EU safeguard relaxation ‘out of step’ with market: Eurofer

The current “relaxation” of the European Commission’s safeguard measures on steel imports – with a 5% enlargement of import quotas in February this year, another upward revision of 5% scheduled for July 2019 and another in July 2020 – operates out of step with the anticipated decline of the EU steel market in 2019, European Steel Association Eurofer said Tuesday.

Eurofer is “a key stakeholder in the safeguards process so will argue on the procedure,” said Karl Tachelet, Eurofer’s director of international affairs, on a webcast with reporters. The situation in which the current 3-year safeguard was first set up, becoming effective from July 2018, has “changed dramatically since,” he said.

In mid-2018 prices for hot-rolled coil in Europe were at a “healthy” level around Eur545/mt ($609/mt), but have fallen in Southern Europe to around Eur460 and remain depressed, according to Tachelet. The excess steelmaking capacity problem globally “is getting worse and worse” as capacity being built to replace imports, for instance in the Middle East and North Africa, will impact EU producers particularly in southern Europe, he said.

“Algeria could become an exporter of rebar to the south of Europe,” he said.

With higher imports and a depressed market, with expectations of EU apparent steel consumption falling by 0.4% over 2019, more steelmakers could follow ArcelorMittal’s lead in cutting output, announced this week, Tachelet said.

The OECD recently put global steel overcapacity at 550 million mt, Eurofer reported.

“The 15% increase in import quota allowed in the final safeguard measures risks squeezing the EU steel sector, as it will be exposed to rising import pressure in a shrinking market,” Eurofer said in a statement.
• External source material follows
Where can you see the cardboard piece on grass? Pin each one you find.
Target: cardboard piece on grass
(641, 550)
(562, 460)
“The impact of imports having surged over 2018 has squarely hit home. In an EU market that grew by 3.3% last year, imports grew by 12.6% and domestic deliveries by only 1.7%,” Axel Eggert, director general of Eurofer, said in the statement. “This represents yet further loss of market share for domestic producers.”

Imports, at 9.6 million mt, accounted for 24.7% of EU steel demand in Q4 2018, according to Eurofer.